Is there any difference between the two compilations? Why?

Getting the dataset To get the dataset and use a smaller version if you have a kaggle account you can do

!kaggle competitions download -c dogs-vs-cats
!unzip -qq train.zip

(if from a terminal and not from a Jupyter notebook remove the !) and to get a smaller version of the dataset, you can use the following script

import os, shutil, pathlib

original_dir = pathlib.Path("./train")
new_base_dir = pathlib.Path("cats_vs_dogs_small")

def make_subset(subset_name, start_index, end_index):
    for category in ("cat", "dog"):
        dir = new_base_dir / subset_name / category
        os.makedirs(dir)
        fnames = [f"{category}.{i}.jpg" for i in range(start_index, end_index)]
        for fname in fnames:
            shutil.copyfile(src=original_dir / fname,
                            dst=dir / fname)

make_subset("train", start_index=0, end_index=1000)
make_subset("validation", start_index=1000, end_index=1500)
make_subset("test", start_index=1500, end_index=2500)

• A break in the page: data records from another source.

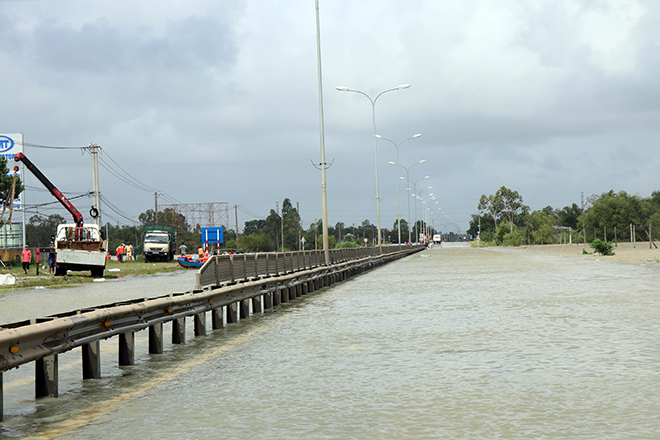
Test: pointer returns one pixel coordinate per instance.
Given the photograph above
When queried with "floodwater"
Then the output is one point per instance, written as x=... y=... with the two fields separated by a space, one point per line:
x=453 y=343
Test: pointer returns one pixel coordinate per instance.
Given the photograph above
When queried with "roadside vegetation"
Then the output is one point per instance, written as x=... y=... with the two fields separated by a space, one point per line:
x=114 y=270
x=610 y=217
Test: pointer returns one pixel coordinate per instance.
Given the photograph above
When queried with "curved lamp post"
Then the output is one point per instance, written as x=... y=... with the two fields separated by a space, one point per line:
x=407 y=189
x=373 y=117
x=415 y=195
x=398 y=209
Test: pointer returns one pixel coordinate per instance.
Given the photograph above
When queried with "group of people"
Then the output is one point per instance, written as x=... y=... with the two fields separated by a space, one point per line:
x=125 y=252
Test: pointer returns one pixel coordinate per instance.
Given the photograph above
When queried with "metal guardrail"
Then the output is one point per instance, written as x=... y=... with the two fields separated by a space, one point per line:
x=222 y=269
x=270 y=278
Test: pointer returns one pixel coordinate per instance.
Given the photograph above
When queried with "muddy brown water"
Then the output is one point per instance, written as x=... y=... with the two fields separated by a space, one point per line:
x=449 y=343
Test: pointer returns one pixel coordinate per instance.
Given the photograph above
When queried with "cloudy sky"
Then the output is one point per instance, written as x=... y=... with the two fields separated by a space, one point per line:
x=217 y=101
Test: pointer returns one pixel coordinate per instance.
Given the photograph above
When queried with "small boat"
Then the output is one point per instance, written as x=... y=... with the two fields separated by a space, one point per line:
x=192 y=261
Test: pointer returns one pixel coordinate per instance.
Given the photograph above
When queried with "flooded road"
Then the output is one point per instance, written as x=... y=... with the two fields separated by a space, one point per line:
x=448 y=343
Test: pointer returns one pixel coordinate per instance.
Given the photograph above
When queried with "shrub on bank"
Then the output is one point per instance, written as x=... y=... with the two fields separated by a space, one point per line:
x=602 y=247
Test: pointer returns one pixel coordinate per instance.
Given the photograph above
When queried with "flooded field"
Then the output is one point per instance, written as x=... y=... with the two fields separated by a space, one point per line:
x=453 y=343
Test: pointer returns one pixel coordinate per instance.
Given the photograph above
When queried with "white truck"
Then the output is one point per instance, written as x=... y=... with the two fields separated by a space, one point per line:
x=78 y=246
x=159 y=243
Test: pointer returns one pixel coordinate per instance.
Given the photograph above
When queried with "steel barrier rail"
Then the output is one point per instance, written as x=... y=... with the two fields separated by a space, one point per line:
x=42 y=339
x=222 y=269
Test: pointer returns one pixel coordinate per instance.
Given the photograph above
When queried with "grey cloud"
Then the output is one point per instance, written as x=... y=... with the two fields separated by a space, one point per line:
x=99 y=48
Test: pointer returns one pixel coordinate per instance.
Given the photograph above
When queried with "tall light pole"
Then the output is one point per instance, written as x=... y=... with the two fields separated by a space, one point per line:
x=407 y=189
x=322 y=165
x=398 y=209
x=415 y=195
x=373 y=117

The example is taken from here

CodePudding user response：

It is because the string "accuracy" is converted to tf.keras.metrics.BinaryAccuracy() (which turns a float into 0-1 automatically with 0.5 as the threshold) under the hood. In your first case, you are using tf.keras.metrics.Accuracy() which requires exact match while your model only outputs a float number probability instead of 0-1.

See the official documentation:

When you pass the strings 'accuracy' or 'acc', we convert this to one of tf.keras.metrics.BinaryAccuracy, tf.keras.metrics.CategoricalAccuracy, tf.keras.metrics.SparseCategoricalAccuracy based on the loss function used and the model output shape.